I also found the dynamics of females in the Maasai to be very interesting. Their role is complex; they are daughters until they are wives, and it appears that this is how their identity is formed. Spencer’s observation that “they are ‘in time’ in the sense of bearing future generations” (154) was particularly interesting I thought. My understanding of the role of women in this system is that they are above daily life – they don’t run farms or rear animals, they don’t defend the tribe from attack, nor do they play any real role in how their society works. They are however prized for their capacity to produce children, and as the only means of ensuring the survival of the tribe. That women are ‘in time’, I believe gives some explanation as to why their role in daily life is second to the role of men. Not only are they spiritually ‘in’ time insofar as they bridge generations – they are the middle-(wo)man between the present generation and the generation to come, but arguably they are also ‘in’ time in terms of monthly menstruation and the time it takes during pregnancy from inception to delivery. Women are subject to time in a way that is far more obvious and far less ceremonial than men, and attempting to delineate the life cycle of women would be far more difficult than with men as you couldn’t arbitrarily decide when a female was to advance through the age-sets. Fertility and age-sets are vital to the Maasai and a group mentality is valued very highly: perhaps because there is no set time for when a female will begin menstruation (and become fertile), introducing a kind of middle section between being a daughter and being a wife (similar to the murran period of a male’s life) based on fertility could perhaps be quite divisive (females can begin to menstruate any time between 8 and 18 years of age).

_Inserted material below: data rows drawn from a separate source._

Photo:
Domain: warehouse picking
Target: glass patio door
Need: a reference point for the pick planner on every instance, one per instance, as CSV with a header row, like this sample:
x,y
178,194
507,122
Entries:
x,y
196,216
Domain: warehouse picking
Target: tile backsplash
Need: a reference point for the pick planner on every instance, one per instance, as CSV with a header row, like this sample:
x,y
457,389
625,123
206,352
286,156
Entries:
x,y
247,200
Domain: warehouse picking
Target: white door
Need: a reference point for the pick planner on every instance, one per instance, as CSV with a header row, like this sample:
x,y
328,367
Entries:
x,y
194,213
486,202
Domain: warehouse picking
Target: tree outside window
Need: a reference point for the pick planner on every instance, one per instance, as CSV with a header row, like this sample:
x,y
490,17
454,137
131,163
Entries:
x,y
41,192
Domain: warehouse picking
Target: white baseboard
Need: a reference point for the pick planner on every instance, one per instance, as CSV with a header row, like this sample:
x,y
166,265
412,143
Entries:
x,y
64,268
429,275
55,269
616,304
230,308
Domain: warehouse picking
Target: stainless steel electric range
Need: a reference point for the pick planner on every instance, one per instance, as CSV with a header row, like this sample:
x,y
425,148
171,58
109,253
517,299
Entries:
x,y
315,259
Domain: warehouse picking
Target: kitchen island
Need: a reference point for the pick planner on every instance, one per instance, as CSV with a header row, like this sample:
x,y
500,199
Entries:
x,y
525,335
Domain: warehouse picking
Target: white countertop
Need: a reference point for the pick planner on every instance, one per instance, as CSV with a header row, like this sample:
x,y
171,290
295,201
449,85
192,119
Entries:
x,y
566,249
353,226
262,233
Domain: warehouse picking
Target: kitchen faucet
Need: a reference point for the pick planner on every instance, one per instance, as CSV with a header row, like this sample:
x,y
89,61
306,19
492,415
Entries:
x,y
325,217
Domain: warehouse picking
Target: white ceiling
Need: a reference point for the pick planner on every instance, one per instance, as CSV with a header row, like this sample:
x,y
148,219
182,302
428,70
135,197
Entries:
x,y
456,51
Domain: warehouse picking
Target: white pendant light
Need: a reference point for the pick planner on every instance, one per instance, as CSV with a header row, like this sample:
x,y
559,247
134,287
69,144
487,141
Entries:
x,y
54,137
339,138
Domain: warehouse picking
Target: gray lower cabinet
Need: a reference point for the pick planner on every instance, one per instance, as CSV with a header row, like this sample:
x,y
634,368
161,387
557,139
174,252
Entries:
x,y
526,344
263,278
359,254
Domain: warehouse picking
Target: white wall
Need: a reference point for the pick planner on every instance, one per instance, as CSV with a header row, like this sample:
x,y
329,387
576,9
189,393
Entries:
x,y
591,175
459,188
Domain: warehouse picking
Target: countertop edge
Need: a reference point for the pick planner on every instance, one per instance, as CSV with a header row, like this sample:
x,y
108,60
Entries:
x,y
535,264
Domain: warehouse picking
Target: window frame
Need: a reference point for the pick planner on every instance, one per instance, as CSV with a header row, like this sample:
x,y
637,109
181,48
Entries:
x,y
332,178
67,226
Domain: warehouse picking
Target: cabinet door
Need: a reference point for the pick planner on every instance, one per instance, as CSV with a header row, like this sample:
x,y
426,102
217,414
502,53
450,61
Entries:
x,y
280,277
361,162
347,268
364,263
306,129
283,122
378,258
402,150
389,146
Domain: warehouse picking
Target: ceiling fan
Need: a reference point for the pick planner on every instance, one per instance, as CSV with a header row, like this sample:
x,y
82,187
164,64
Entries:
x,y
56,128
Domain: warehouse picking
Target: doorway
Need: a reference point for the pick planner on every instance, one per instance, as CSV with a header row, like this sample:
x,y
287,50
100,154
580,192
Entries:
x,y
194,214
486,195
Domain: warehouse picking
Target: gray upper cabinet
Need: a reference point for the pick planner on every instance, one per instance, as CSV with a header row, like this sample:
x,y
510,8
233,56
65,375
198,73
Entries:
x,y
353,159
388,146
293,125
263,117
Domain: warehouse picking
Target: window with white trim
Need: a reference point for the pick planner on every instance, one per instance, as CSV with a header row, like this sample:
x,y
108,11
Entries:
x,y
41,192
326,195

This chapter has definitely been very thought-provoking, and I find myself very intrigued to know more about the daily life of women in the Maasai. That women can counter elders through their songs and dances indicates to me that their role is far more dynamic than the chapter would have you believe. Fertility is key to a female’s identity and place in the Maasai, but there is very little said about women who are infertile. Where do they live? Who supports them? What happens if they marry and then later produce no children? Is she cast out of female society (i.e. her sisters and mother and aunts and peers, etc)? For me, this article has raised more questions than it has answered.